Subsets of length 2:

• P={a, b}, Q={c}
• f(0, 0, X)
• f(0, 1, X)
• f(1, 0, X)
• f(1, 1, X)
• P={a, c}, Q={b}
• f(0, X, 0)
• f(0, X, 1)
• f(1, X, 0)
• f(1, X, 1)
• P={b, c}, Q={a}
• f(X, 0, 0)
• f(X, 0, 1)
• f(X, 1, 0)
• f(X, 1, 1)

Which is approximately

With a given number of inputs n
for i from 0 to n-1
for each subset P of size i of the inputs
calculate Q, the set of possible don't-care inputs
for each 2^i possible values Pi of the P inputs
for each 2^(n-i) possible values Qj of the Q inputs
if all same, then P=Pi has Q=don't care


It can be fiddly to code, but it's a straightforward algorithm.
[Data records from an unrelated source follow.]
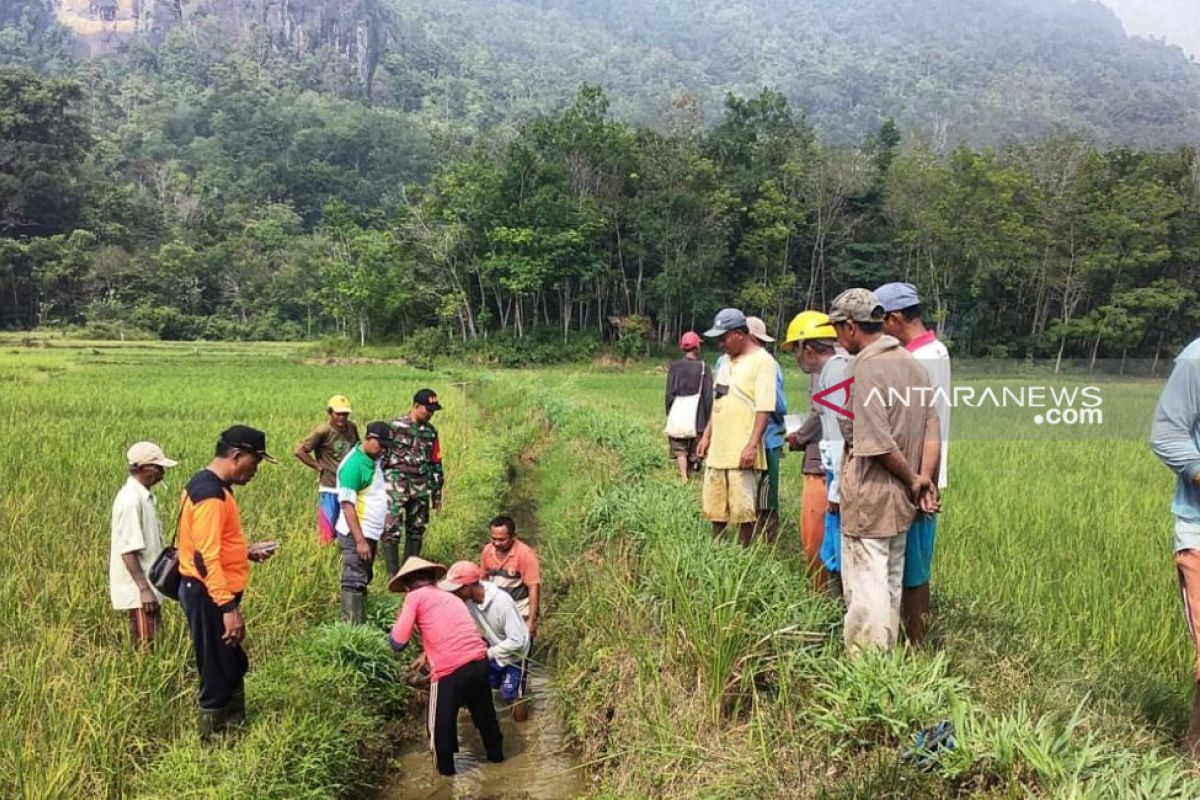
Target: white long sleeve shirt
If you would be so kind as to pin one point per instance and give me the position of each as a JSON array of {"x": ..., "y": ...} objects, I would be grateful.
[{"x": 497, "y": 617}]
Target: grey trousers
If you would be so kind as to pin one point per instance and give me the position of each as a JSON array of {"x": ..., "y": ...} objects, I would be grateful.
[{"x": 355, "y": 573}]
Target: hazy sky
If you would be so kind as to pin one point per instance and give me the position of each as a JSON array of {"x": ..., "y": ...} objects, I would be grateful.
[{"x": 1179, "y": 20}]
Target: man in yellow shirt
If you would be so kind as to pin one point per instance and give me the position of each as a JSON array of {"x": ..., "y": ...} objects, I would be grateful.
[{"x": 744, "y": 398}]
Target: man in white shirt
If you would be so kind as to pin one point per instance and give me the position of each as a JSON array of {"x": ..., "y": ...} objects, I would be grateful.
[
  {"x": 363, "y": 499},
  {"x": 137, "y": 540},
  {"x": 903, "y": 319},
  {"x": 498, "y": 619}
]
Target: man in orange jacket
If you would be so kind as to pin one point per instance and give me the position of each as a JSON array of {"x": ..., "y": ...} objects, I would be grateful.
[{"x": 214, "y": 564}]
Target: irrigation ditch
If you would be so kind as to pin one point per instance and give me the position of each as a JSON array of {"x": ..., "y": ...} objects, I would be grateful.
[{"x": 539, "y": 762}]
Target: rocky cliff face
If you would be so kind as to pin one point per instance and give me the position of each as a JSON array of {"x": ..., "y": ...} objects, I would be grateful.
[{"x": 353, "y": 29}]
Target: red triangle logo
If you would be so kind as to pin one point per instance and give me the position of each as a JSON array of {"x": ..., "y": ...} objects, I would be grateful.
[{"x": 823, "y": 398}]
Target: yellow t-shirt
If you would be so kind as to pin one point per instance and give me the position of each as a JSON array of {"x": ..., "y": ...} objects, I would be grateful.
[{"x": 743, "y": 388}]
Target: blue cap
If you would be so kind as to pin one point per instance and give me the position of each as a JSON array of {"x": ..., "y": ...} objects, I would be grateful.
[
  {"x": 897, "y": 296},
  {"x": 727, "y": 319}
]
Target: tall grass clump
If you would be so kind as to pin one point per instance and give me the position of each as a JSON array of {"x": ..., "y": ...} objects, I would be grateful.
[{"x": 695, "y": 668}]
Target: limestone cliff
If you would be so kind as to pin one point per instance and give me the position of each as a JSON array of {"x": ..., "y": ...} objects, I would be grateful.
[{"x": 353, "y": 29}]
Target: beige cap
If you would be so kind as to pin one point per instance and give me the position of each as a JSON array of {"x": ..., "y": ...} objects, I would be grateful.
[
  {"x": 759, "y": 329},
  {"x": 148, "y": 452},
  {"x": 856, "y": 305}
]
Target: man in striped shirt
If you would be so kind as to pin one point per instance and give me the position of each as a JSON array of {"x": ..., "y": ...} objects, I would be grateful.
[{"x": 513, "y": 565}]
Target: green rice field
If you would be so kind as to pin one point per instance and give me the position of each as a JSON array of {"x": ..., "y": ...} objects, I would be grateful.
[{"x": 1057, "y": 642}]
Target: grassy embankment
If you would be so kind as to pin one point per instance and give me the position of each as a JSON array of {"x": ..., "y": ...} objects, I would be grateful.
[
  {"x": 696, "y": 669},
  {"x": 87, "y": 715}
]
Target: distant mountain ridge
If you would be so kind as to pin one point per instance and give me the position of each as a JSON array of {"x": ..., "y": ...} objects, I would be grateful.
[{"x": 958, "y": 71}]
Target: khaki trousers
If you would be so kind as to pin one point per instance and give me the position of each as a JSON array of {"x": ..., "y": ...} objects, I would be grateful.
[{"x": 873, "y": 576}]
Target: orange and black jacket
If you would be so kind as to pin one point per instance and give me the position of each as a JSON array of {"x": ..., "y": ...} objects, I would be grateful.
[{"x": 211, "y": 546}]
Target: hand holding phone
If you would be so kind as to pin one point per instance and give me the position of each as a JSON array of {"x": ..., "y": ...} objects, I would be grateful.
[{"x": 262, "y": 551}]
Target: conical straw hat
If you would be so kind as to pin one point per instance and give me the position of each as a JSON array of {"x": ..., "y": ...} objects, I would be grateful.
[{"x": 411, "y": 565}]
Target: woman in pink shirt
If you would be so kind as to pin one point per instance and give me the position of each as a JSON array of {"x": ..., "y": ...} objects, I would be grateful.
[{"x": 457, "y": 657}]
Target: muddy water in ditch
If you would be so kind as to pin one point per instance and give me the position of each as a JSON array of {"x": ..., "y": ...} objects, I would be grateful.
[{"x": 538, "y": 763}]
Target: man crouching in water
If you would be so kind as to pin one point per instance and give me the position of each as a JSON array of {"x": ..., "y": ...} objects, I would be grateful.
[
  {"x": 457, "y": 660},
  {"x": 498, "y": 619}
]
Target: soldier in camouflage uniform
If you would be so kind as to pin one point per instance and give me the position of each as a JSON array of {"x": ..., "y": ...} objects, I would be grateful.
[{"x": 412, "y": 470}]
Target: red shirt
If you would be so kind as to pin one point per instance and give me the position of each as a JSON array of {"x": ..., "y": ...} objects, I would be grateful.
[
  {"x": 448, "y": 632},
  {"x": 514, "y": 571}
]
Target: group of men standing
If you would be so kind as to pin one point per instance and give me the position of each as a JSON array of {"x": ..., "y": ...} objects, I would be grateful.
[
  {"x": 370, "y": 489},
  {"x": 875, "y": 444}
]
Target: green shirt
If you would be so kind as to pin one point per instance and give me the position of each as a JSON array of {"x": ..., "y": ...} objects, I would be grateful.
[
  {"x": 360, "y": 481},
  {"x": 329, "y": 447}
]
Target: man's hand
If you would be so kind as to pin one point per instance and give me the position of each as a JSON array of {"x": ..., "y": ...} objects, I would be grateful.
[
  {"x": 262, "y": 551},
  {"x": 149, "y": 600},
  {"x": 919, "y": 486},
  {"x": 748, "y": 457},
  {"x": 364, "y": 549},
  {"x": 930, "y": 501},
  {"x": 235, "y": 629}
]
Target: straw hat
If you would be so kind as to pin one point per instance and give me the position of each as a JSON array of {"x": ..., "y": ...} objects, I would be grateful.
[{"x": 411, "y": 565}]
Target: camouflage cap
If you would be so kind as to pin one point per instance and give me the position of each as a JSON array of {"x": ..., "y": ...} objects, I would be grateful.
[{"x": 856, "y": 305}]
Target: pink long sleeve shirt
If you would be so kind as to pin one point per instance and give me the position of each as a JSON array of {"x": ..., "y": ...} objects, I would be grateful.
[{"x": 448, "y": 632}]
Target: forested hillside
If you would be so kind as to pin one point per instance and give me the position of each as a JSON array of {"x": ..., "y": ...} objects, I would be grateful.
[{"x": 379, "y": 172}]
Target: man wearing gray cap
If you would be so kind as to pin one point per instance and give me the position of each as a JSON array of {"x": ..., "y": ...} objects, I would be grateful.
[
  {"x": 137, "y": 540},
  {"x": 887, "y": 474},
  {"x": 903, "y": 319},
  {"x": 732, "y": 444}
]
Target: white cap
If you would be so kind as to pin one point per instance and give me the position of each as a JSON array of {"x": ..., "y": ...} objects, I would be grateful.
[{"x": 148, "y": 452}]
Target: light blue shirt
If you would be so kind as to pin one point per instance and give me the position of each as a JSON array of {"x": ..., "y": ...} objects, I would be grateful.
[
  {"x": 1175, "y": 439},
  {"x": 774, "y": 435}
]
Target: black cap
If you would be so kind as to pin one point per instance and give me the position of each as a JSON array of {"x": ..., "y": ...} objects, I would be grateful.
[
  {"x": 429, "y": 398},
  {"x": 381, "y": 431},
  {"x": 243, "y": 437}
]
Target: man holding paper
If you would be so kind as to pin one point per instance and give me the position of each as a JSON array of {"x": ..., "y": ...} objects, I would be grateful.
[
  {"x": 813, "y": 340},
  {"x": 689, "y": 401}
]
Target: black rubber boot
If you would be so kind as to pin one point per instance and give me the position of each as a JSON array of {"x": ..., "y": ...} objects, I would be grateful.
[
  {"x": 210, "y": 722},
  {"x": 413, "y": 545},
  {"x": 352, "y": 607},
  {"x": 390, "y": 557},
  {"x": 235, "y": 710}
]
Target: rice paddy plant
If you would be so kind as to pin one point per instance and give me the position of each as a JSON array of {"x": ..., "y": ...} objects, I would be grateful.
[{"x": 90, "y": 716}]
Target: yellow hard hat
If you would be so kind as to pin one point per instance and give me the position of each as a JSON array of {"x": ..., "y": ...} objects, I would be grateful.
[{"x": 808, "y": 325}]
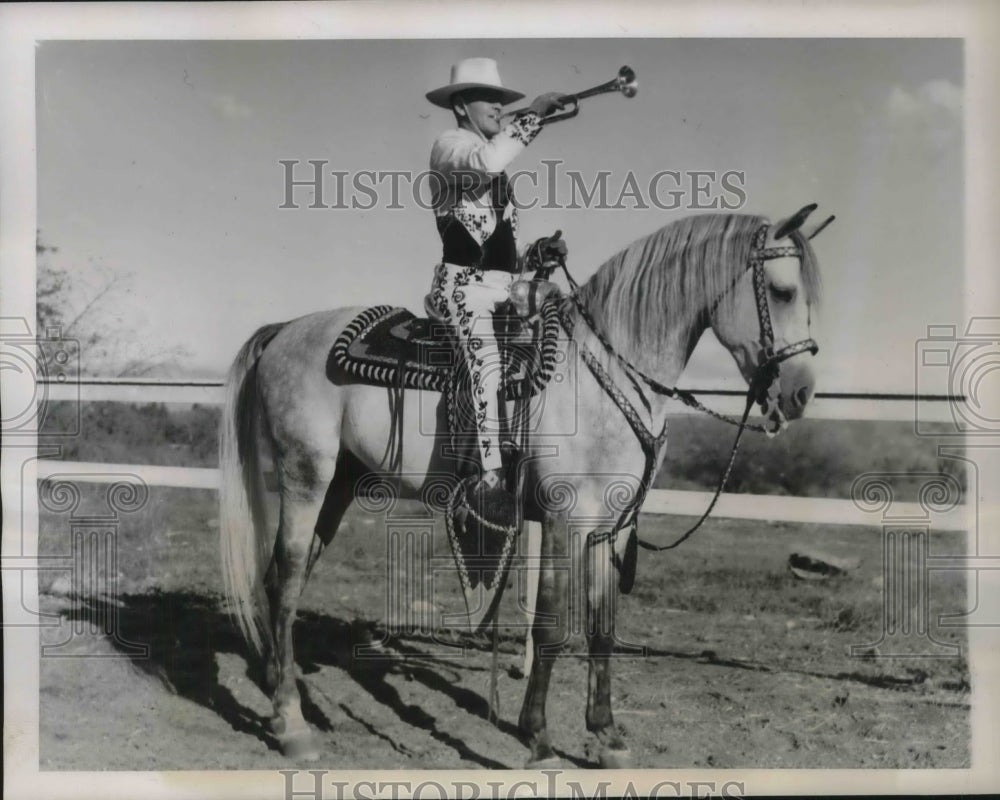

Of course it's not a machine efficient algorithm, but usually coding is what's most expensive. It will work fine for your 6-input functions.

In the interest of not reinventing the wheel, thanks to @periblepsis I was able to find the following python module which does kind of what I am interested in. Here it is for anyone who goes down the same path:

package is called pyeda. Searching this function should give you info you need to run. If you still have questions let me know I can possibly help.

>>> from pyeda.boolalg.espresso import espresso
>>> espresso(ninputs, noutputs, cover, intype)
{((2, 3, 3), (1,)), ((3, 2, 2), (1,))}


in my case the values are:

ninputs = 3
noutputs = 1
# format is ((input), (output))
# input has 1 added for god knows what reason. 0 = 1 and 1 = 2
cover = {((1, 1, 1), (0,)),
((1, 1, 2), (0,)),
((1, 2, 1), (0,)),
((1, 2, 2), (1,)),
((2, 1, 1), (1,)),
((2, 1, 2), (1,)),
((2, 2, 1), (1,)),
((2, 2, 2), (1,))}
intype = 5


This will only return the inputs which result in output = 1. 3 means don't care.

To get the inputs that result in 0 I can invert the output values in cover and rerun.